Each band had a 90-minute soundcheck in the three-day period leading up
to the show, a time period also used for the director to block the camera
shots. Between cigarettes, Reaves mixed each band and stored these mixes
in the PM1D memory. Every band was set up on rolling risers, and once
microphones were placed on a band, they were not moved again until after
the show. Thus we could just “roll” the band on stage, plug the band mult
into a stage box behind the drummer and be ready to go in just a few minutes
(which was all the time we had anyway). The two performance stages gave
us a little more time to set up one stage while the other was working.

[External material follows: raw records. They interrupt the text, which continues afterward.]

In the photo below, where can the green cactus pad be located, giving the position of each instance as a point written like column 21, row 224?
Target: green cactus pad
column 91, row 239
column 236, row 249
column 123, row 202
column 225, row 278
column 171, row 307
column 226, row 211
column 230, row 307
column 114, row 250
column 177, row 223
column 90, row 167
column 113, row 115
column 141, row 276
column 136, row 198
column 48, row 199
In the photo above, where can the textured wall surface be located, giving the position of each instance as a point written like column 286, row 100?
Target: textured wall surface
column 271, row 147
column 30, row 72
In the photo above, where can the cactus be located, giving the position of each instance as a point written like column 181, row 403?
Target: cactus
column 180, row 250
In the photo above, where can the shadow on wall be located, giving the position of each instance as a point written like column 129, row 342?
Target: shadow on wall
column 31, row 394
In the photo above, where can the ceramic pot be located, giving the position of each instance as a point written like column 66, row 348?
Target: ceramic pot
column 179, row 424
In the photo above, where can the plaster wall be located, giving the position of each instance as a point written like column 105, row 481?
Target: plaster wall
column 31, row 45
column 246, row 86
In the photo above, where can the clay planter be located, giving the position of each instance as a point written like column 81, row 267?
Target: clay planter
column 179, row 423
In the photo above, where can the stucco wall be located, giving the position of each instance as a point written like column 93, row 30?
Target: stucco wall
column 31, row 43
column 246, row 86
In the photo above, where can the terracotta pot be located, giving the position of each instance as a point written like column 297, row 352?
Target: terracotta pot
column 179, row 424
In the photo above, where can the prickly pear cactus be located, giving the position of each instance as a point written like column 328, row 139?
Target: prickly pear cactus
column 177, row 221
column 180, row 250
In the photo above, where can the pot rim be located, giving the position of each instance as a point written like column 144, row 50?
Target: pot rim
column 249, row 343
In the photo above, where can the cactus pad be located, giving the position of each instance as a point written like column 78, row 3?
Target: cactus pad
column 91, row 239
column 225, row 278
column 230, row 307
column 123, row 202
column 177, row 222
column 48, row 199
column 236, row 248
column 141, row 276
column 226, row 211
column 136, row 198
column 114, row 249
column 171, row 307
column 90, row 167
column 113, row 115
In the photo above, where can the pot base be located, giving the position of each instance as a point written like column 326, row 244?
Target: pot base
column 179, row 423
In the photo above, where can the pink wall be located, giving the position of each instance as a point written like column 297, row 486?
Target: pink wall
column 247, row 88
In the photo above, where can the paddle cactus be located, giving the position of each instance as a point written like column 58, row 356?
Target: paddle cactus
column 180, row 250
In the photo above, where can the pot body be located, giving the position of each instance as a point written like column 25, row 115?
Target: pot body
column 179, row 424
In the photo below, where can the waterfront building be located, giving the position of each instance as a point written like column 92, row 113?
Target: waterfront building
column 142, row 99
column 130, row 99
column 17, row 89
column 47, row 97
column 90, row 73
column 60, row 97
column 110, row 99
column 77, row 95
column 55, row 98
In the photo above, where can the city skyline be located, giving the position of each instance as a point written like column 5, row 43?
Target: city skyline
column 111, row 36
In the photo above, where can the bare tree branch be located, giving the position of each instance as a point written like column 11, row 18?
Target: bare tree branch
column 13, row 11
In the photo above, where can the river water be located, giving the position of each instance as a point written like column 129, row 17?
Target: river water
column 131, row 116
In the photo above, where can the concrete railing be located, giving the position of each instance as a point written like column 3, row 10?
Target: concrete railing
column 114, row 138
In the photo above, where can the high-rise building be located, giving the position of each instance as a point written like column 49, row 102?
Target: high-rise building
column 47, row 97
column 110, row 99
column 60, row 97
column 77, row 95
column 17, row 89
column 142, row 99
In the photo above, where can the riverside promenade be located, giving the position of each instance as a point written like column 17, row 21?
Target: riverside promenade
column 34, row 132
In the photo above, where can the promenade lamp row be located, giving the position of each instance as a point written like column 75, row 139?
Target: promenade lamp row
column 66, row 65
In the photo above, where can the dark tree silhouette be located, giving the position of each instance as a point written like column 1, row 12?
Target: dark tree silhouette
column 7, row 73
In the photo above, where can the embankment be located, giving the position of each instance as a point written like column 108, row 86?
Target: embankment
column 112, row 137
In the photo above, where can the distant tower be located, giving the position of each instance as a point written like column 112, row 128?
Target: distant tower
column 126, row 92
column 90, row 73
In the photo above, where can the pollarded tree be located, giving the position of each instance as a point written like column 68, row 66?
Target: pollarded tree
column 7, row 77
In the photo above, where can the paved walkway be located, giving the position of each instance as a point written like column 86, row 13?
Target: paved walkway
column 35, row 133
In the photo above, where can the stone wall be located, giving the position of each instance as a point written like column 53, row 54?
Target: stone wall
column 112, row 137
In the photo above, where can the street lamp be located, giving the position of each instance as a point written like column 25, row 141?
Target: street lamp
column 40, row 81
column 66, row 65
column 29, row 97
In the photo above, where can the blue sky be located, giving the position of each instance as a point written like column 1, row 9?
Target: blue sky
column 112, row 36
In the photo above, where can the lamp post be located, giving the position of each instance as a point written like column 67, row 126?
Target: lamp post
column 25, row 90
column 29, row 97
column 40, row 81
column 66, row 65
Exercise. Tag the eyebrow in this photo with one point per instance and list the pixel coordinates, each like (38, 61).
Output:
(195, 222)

A quick recall of the scene for each band on the PM1D and we were ready
to go.
The music mix was sent to Stewart’s PM1D, where he controlled all the
show elements, such as podium microphones, video and audio playback, as
well as lavalier and handheld mics used by presenters. In addition to
shipping all these elements out to the PA system, back-up dialogue and
music feeds were sent to the truck in case they lost their primary feed.
This year, the show was mixed in 5.1 for air and also broadcast in HD,
a first for a live award show. Everything went well, and all of a sudden,
it was time to load out.
Andrew “Fletch” Fletcher is Live Sound’s “man on the scene” at many large-scale live events, most of them where he also does double-duty as a systems technician and PM1D console expert.